Member of the Victorian Legislative Assembly for Pascoe Vale
- Incumbent
- Assumed office 26 November 2022
- Preceded by: Lizzie Blandthorn
- Majority: Labor

Personal details
- Born: Melbourne
- Party: Labor

= Anthony Cianflone =

Australian politician

Anthony Cianflone is an Australian politician who is a current member of the Victorian Legislative Assembly, representing the state electoral district of Pascoe Vale, which contains the suburbs of Pascoe Vale, Coburg and parts of Brunswick West. He was elected to his seat in the 2022 state election.

Anthony Cianflone now lives in Pascoe Vale with his wife, where they raise a young family.

He is a member of the Labor Party.

== Early life and education ==
Anthony was born in Melbourne's inner north to parents who had migrated from Italy. He grew up in the suburb of Coburg. Anthony attended the local public school Coburg West Primary, and played for local sporting clubs including Brunswick Juventus.

== Political career ==
Over the following two decades, Anthony worked across federal, state, and local governments, as well as in the private, non-governmental, and community sectors. These experiences informed his advocacy on government decision-making and its role in improving people’s lives, including promoting aspiration and supporting local communities and constituents.

Anthony is a former Citizen of the Year, who was one of the founding members of the oxYgen Youth Hub in Coburg. OxYgen Youth Hub is Moreland's first youth space and on the official website describes itself as "a place for young people to hang out, meet friends, find support, learn new skills and participate in a range of activities."

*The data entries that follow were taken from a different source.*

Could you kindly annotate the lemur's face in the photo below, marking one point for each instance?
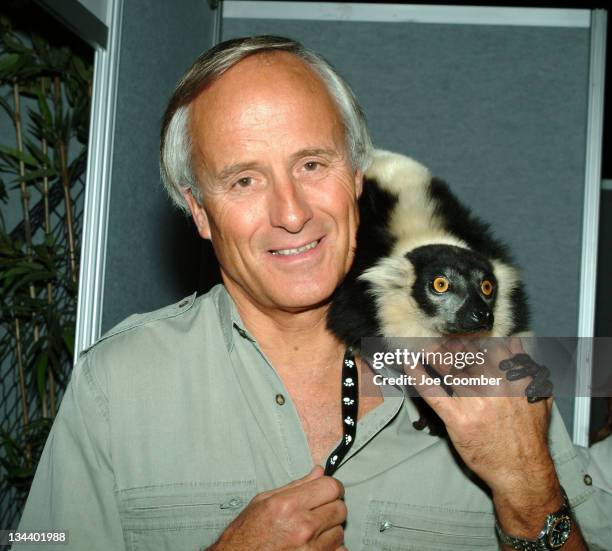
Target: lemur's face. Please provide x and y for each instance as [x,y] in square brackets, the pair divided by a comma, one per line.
[455,288]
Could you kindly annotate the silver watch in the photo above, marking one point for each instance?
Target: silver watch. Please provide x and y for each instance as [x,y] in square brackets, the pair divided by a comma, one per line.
[556,531]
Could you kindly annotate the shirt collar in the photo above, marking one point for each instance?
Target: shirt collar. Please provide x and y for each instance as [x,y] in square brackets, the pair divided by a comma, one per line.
[229,318]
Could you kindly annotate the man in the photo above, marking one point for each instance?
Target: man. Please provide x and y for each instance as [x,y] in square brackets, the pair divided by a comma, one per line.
[202,425]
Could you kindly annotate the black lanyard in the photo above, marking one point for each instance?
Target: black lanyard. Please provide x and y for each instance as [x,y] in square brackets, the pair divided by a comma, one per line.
[350,407]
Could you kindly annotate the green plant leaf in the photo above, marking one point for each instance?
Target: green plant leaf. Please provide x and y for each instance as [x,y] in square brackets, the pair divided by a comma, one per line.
[40,370]
[9,63]
[18,155]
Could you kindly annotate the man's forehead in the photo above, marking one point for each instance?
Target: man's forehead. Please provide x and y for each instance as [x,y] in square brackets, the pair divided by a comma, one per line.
[261,95]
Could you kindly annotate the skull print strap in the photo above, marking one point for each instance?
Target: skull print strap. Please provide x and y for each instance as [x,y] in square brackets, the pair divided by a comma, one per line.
[350,407]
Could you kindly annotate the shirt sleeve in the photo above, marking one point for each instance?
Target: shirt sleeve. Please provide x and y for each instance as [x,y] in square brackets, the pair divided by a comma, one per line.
[596,518]
[73,488]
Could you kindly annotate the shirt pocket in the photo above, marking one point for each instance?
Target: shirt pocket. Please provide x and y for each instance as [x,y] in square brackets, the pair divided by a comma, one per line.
[392,526]
[183,516]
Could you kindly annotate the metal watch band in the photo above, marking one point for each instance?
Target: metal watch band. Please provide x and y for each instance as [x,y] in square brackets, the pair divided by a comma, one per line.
[556,531]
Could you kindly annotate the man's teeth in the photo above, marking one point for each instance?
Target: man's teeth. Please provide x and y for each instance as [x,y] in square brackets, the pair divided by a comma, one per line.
[287,252]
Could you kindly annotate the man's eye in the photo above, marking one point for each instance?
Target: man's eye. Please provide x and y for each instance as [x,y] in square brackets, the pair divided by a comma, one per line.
[243,182]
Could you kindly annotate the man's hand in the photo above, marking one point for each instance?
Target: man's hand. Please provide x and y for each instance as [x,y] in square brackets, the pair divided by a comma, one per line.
[306,514]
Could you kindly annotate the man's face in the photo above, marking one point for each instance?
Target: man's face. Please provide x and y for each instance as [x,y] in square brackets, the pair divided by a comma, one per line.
[279,193]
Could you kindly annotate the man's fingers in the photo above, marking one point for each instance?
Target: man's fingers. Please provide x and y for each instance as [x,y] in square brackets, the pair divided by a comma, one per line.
[320,491]
[329,515]
[331,539]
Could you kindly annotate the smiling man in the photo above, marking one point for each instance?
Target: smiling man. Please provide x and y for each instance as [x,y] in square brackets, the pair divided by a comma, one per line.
[204,425]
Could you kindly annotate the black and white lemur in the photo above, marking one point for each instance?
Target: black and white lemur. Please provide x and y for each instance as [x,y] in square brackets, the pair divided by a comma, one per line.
[424,266]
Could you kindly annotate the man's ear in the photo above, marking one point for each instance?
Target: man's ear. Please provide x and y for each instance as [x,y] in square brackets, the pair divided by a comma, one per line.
[198,213]
[358,183]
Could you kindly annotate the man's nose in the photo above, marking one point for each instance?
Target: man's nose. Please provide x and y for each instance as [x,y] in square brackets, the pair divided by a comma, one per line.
[289,206]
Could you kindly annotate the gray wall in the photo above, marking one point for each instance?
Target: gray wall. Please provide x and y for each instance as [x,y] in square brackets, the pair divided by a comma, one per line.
[497,111]
[151,248]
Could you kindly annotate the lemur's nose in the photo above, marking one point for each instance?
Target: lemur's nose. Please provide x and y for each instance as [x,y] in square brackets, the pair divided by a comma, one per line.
[482,318]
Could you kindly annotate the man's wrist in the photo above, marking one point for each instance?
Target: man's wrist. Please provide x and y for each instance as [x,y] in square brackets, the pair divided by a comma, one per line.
[523,514]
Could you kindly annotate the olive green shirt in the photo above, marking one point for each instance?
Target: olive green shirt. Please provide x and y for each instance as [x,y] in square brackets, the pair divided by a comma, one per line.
[175,419]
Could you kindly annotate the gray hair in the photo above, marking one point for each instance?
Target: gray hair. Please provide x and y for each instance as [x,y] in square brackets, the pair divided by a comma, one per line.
[175,149]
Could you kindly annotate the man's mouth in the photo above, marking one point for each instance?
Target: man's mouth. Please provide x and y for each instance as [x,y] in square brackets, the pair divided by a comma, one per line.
[297,250]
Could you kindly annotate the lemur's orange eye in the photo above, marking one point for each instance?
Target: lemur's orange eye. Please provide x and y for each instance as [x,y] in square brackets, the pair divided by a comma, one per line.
[486,287]
[440,284]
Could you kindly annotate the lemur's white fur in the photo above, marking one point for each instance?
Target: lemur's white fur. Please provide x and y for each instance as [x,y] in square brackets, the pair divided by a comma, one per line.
[414,223]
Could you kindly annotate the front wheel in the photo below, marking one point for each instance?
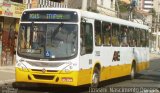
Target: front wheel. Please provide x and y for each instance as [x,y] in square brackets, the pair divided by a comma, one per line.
[95,78]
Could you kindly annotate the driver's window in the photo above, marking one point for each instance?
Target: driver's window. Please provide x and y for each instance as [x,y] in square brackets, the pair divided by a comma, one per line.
[86,39]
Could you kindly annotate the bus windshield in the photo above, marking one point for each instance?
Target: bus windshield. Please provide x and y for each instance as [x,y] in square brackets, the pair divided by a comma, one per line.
[48,41]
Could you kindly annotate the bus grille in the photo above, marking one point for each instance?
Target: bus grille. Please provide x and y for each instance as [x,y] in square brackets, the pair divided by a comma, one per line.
[43,77]
[39,70]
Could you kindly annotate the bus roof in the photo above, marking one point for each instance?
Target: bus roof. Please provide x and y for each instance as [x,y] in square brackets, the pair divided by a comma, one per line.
[97,16]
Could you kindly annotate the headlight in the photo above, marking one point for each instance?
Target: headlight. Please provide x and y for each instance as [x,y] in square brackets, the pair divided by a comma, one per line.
[21,67]
[67,69]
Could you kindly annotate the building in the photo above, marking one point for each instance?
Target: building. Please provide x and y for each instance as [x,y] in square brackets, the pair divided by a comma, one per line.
[107,7]
[145,5]
[10,13]
[43,4]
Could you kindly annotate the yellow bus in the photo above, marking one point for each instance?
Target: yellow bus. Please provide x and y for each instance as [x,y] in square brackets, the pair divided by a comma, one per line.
[64,46]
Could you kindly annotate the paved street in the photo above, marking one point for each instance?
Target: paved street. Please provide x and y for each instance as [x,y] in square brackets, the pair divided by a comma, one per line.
[148,79]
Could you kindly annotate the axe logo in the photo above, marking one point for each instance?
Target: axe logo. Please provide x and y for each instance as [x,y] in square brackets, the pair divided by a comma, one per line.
[116,56]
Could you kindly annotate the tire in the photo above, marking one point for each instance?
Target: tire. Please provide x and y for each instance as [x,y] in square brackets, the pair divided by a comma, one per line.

He has over two decades of experiences working across federal, state and local governments, as well as across the private, non-government and community sectors.

As the former chair of the Robinson Reserve Neighbourhood House, Anthony works in his local community to create safe spaces for people of all backgrounds in and around his local community.

Anthony was preselected following previous MP Lizzie Blandthorn's decision to contest the Legislative Council.

== Personal life ==
Anthony is the son of Italian migrant parents, growing up in the Pascoe Vale state electoral district of Pascoe Vale. Growing up in Coburg, he attended local public school at Coburg West Primary and played for local sporting clubs including Brunswick Juventus, Essendon Royals, Bulleen Veneto Club, Heidelberg United and also as the Victorian first choice Junior Goalkeeper during his teenage years. Anthony worked in hospitality, which he says taught him "the values of hard work, resilience and the fair go."

Now living in Pascoe Vale with his wife, raising their young family, Anthony states that his ambition as the State Member of Pascoe Vale is "to help build a better and fairer community to live, learn, work, raise a family and retire in."